既にツービームを記録しておきながらこの自信。
根拠のない自信に満ち溢れているところは女性陣にそっくりである。
「――オゥ、デケェナ!」
その部屋を訪ねた直後、部屋の主から感心するような言葉が飛んできた。
全長三メートルのヒグマを前にしても怯えの感情が感じられない。軍国軍団長の一角を務めているだけあって、実に豪胆な人である。
「こんにちはロブさん。先日は色々とすみませんでした」
そう、この人こそは軍団長であり僕の友人でもあるロブさんだ。
ちなみに……僕が謝罪しているのは、帰国早々に私事に巻き込んで怪我を負わせてしまった件についてだ。まさか結婚報告をするだけで怪我人が続出するとは思わなかったが、ロブさんやレットの犠牲のおかげで丸く収まってくれたのである。
「ナァニ、イイッテコトヨ!」
うむ、さすがにロブさんは懐が深い。
理不尽に怪我を負わされても笑って許せるという度量の大きさだ。ブルさんを温かく受け入れてくれているのも納得である。
「…………」
ブルさんの方は珍しく困惑している気配だ。
このクマさんの判断基準には〔人間か否か〕というものがあるので、もしかしたらロブさんの喋りに非人間的なものを感じているのかも知れない。

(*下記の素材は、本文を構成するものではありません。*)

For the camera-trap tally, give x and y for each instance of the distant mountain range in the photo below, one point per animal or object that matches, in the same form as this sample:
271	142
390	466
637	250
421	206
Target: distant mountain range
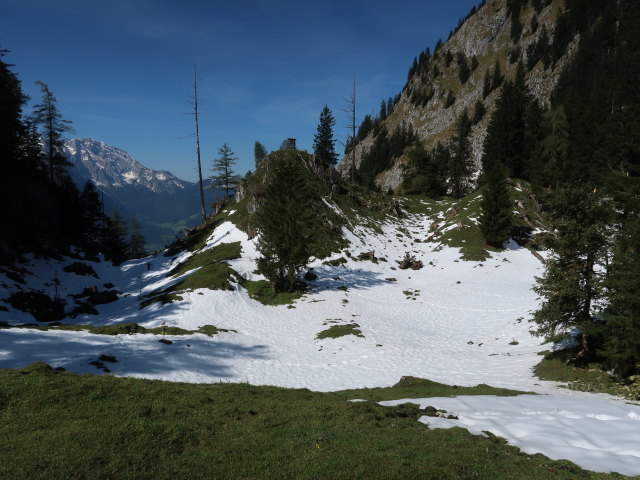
162	202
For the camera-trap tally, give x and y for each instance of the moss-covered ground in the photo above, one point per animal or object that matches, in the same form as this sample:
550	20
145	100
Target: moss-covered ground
62	425
557	366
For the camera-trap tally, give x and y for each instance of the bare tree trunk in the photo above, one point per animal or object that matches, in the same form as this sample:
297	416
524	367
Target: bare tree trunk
351	116
195	114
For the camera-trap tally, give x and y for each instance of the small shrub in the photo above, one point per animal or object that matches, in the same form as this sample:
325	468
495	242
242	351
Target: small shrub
80	268
41	306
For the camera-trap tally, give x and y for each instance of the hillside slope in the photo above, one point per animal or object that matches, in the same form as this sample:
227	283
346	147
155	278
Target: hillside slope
363	322
157	198
435	95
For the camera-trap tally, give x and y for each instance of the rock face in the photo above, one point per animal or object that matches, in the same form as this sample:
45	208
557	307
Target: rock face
486	35
155	197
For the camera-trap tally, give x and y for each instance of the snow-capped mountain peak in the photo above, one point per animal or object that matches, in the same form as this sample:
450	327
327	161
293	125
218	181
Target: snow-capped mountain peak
109	166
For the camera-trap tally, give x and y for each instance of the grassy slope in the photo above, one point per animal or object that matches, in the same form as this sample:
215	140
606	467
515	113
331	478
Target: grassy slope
556	367
132	428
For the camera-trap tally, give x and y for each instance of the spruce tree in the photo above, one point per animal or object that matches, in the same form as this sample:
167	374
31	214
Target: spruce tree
621	331
116	248
572	285
136	240
52	127
259	152
460	162
496	219
286	223
323	142
224	177
92	218
497	78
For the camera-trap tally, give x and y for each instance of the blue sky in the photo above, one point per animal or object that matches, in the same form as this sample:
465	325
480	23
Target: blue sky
122	71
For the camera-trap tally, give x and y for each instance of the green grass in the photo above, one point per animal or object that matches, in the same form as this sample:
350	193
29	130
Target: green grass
261	291
120	329
335	262
61	425
336	331
412	387
212	273
555	366
198	237
221	252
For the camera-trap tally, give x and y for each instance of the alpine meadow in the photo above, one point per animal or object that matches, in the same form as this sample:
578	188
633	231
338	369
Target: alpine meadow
431	279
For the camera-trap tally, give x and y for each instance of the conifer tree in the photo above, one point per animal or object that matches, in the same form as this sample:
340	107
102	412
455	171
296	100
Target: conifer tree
383	110
621	332
460	162
497	78
224	177
259	152
116	248
323	142
486	86
286	222
53	127
136	240
572	284
496	222
92	217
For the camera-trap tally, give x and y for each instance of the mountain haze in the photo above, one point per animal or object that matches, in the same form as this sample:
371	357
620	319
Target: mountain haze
435	95
156	197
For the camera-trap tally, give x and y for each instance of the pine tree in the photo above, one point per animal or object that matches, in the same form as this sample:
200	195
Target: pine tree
323	142
621	332
116	248
497	78
92	218
286	221
496	222
136	240
486	86
460	163
224	177
53	127
383	110
478	112
572	284
259	152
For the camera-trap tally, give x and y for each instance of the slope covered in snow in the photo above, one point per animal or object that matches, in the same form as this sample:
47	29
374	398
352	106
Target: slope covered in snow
453	321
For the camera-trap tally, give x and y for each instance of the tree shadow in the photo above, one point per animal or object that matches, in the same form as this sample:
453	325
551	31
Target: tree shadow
332	278
187	358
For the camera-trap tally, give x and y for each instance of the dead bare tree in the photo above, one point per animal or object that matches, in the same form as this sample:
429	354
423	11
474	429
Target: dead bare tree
351	117
195	115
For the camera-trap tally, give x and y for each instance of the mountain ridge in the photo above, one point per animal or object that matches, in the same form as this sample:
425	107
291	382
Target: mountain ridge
485	36
162	202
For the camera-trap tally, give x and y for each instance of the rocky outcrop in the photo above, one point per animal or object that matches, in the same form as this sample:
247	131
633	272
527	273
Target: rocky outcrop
486	35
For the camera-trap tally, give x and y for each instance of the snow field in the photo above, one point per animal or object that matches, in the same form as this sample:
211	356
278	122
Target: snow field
453	321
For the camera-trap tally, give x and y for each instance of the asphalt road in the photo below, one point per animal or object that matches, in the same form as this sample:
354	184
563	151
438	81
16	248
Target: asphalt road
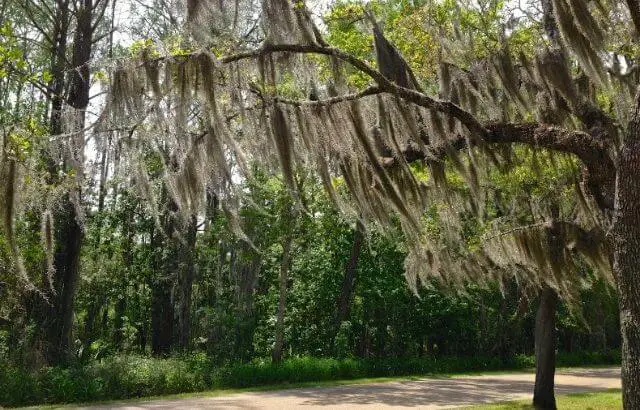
431	393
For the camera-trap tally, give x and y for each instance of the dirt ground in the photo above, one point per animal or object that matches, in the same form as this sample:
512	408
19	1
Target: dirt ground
433	393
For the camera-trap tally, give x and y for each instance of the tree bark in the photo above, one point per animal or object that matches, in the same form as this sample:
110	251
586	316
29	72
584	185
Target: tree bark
348	282
545	350
276	355
186	285
625	238
57	314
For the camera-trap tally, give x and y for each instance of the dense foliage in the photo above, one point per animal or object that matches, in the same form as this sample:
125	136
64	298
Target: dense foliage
170	221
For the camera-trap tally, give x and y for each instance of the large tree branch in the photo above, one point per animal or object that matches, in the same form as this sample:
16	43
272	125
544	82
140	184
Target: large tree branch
383	83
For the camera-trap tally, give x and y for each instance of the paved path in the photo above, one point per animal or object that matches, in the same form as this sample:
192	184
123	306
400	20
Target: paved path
424	393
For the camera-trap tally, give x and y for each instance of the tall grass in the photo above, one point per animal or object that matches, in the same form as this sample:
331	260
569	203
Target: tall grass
120	377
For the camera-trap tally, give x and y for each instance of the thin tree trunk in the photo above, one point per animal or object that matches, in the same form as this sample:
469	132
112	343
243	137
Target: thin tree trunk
58	316
545	350
276	355
345	298
626	258
350	272
186	286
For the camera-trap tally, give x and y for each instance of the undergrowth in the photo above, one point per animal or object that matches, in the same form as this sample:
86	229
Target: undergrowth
126	376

そしてロブさんの方は、ブルさんを見ながら「アイスノ、ダチカ……ナルホドナ」と何かを勝手に納得している様子だ。
「ヨシ――コレダケハ、オシエテヤル!」
何かを考え込んでいたロブさんは、不意に高々と宣言した。
その視線は真っすぐにブルさんへ向いている。
なんだろう……王都で守るべきルールでも忠告してくれるのだろうか?
「――ゼイニミンスコエ!」
分からない……!
ロブさんは何を伝えてくれようとしているのか。
肝心なところが分からないなんて、まるで悪質な商法みたいではないか。
……ここから先は課金が必要なのかな?
いやいや、ロブさんがそんなアコギな商売をやるはずがない。
ロブさんの善良性は僕が知っている――そう、ロブさんは無課金だ!
「…………」
ブルさんはビームを放つことも忘れているように混乱している。
しかしこれは仕方がない。
僕ですら分からないのだから『分カッタ』と言われたら逆に衝撃である。
ここはとりあえず『ゼイニミンスコエ!』という謎発言を覚えておいて、自宅で翻訳作業を行うのが正解だろう。

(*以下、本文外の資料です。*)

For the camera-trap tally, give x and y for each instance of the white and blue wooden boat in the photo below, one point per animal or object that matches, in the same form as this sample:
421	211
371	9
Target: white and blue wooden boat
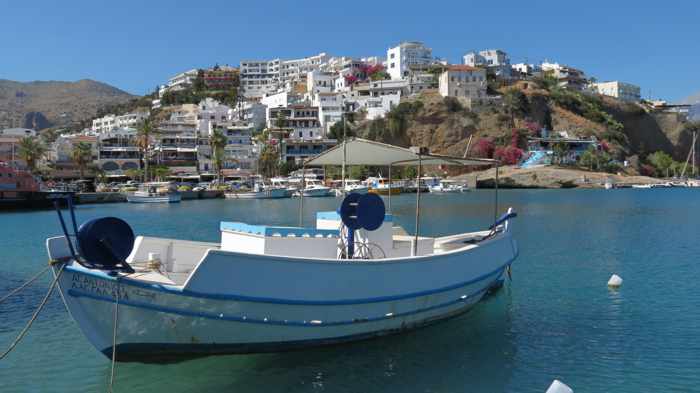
268	288
162	192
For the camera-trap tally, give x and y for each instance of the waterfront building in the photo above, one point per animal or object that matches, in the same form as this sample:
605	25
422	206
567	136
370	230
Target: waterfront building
319	82
117	151
495	61
463	81
567	77
9	145
212	114
295	70
405	56
620	90
251	112
221	77
110	122
524	70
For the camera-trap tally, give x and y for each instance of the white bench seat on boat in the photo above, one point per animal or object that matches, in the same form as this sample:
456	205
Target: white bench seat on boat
274	240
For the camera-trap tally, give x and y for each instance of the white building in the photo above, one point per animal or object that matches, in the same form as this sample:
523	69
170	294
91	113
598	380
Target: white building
620	90
295	70
210	115
525	70
406	56
104	124
463	81
495	60
259	77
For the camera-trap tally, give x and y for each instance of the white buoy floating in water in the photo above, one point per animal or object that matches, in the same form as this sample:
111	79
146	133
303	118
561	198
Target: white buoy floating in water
559	387
615	281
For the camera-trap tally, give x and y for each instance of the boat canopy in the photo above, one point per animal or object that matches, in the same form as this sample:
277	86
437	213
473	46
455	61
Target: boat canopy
365	152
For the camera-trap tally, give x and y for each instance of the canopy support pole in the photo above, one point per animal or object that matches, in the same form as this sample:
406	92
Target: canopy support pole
495	202
389	188
415	240
301	195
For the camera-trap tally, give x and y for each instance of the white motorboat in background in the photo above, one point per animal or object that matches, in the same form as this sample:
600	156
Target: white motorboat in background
448	186
155	192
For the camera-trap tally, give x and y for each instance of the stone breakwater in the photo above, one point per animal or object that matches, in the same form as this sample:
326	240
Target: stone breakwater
550	178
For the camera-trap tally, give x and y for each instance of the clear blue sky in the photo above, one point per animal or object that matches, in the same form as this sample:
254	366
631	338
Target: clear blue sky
136	45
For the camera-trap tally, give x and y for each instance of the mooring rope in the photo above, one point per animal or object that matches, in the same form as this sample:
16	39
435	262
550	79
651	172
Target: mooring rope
36	314
114	337
21	287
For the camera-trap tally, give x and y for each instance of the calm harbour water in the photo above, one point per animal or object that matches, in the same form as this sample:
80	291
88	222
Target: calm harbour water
556	319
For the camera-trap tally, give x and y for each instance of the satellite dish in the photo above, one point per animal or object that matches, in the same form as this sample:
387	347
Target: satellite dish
105	243
371	211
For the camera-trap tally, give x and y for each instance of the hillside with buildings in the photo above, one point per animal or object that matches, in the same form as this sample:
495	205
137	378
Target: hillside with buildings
268	115
44	104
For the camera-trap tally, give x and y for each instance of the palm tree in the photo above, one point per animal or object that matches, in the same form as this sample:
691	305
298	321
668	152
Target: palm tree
31	150
144	135
217	141
81	156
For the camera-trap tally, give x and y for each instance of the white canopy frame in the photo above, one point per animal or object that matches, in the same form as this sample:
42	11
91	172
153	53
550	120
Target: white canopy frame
358	151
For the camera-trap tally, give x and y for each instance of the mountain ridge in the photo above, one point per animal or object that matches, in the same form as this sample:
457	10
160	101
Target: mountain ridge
44	104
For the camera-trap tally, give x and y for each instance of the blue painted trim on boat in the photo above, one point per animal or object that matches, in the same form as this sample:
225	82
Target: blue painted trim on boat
334	216
269	321
255	299
264	230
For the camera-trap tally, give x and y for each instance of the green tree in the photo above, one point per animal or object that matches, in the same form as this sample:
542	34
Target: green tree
560	150
31	150
662	162
515	103
144	139
268	163
81	154
217	142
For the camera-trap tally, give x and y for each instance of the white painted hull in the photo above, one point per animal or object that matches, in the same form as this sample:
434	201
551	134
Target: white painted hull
317	192
226	308
169	198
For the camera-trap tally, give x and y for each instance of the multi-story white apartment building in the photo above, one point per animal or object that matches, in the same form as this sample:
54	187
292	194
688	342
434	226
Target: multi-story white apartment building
250	112
210	115
406	56
568	77
259	77
463	81
620	90
320	82
495	60
524	70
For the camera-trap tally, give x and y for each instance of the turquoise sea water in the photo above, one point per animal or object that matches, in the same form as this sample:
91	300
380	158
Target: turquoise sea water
556	319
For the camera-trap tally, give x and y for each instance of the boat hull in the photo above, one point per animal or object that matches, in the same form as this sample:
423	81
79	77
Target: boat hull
159	321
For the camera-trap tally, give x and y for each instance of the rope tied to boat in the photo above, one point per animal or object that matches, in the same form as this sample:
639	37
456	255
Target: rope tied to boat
36	312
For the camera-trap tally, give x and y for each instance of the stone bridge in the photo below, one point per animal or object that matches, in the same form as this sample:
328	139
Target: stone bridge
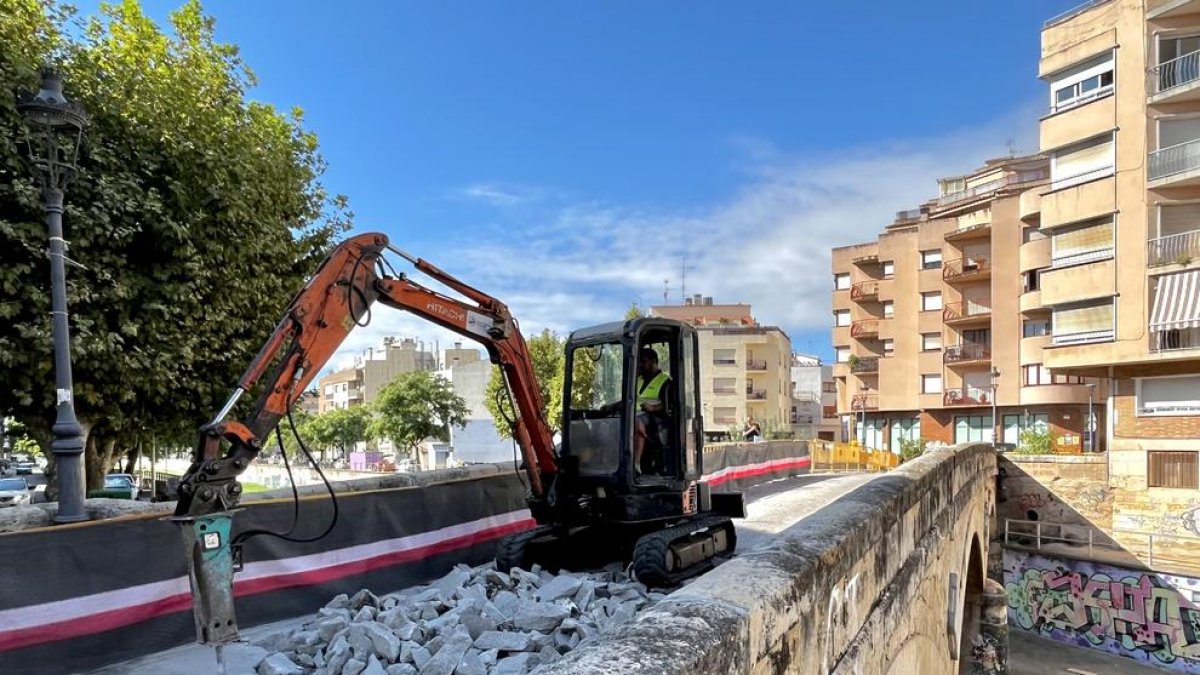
888	578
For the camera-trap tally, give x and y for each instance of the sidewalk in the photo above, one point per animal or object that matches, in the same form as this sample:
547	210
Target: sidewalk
1031	655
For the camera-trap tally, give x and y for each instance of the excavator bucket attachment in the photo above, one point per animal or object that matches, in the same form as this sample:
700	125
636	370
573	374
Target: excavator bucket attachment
210	567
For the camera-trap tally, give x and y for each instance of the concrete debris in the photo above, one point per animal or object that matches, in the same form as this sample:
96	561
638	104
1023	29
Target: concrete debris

ふふ……学園の授業で分からなかったところを家で調べるみたいで悪くない。
ともかく、この場を収めるのは僕の仕事だ。
「さすがはロブさんですね! ――そういえば。遅くなってしまいましたが、ブルさんの歓迎パーティーを今晩開催するつもりなんですよ。是非ロブさんも来て下さい!」
嘘を吐くことなく、話題のすり替えである。
結婚式や魔大陸組の歓迎パーティーについては別個に開催していたが、ブルさんの歓迎パーティーだけは未開催のままだったのだ。
僕は祝い事には拘りを持っているので、誕生日が近い兄弟などにありがちな〔合同誕生会〕のような手抜きはしないのである。
色々あって結果的に遅くなってしまったが、些事を気にするようなクマさんではないので問題無いだろう。
「スパラビルカ!」
そう、スパラビルカだ……!
言葉の意味は分からずとも、喜色を浮かべたロブさんを見れば『シュッセキ!』と言っているのはお見通しだ。
ブルさんは人語に自信が無くなったかのように「グゥゥ……」と唸っているが、こちらは後でフォローさせてもらうとしよう。
いやぁ、今晩の宴会が楽しみだなぁ……。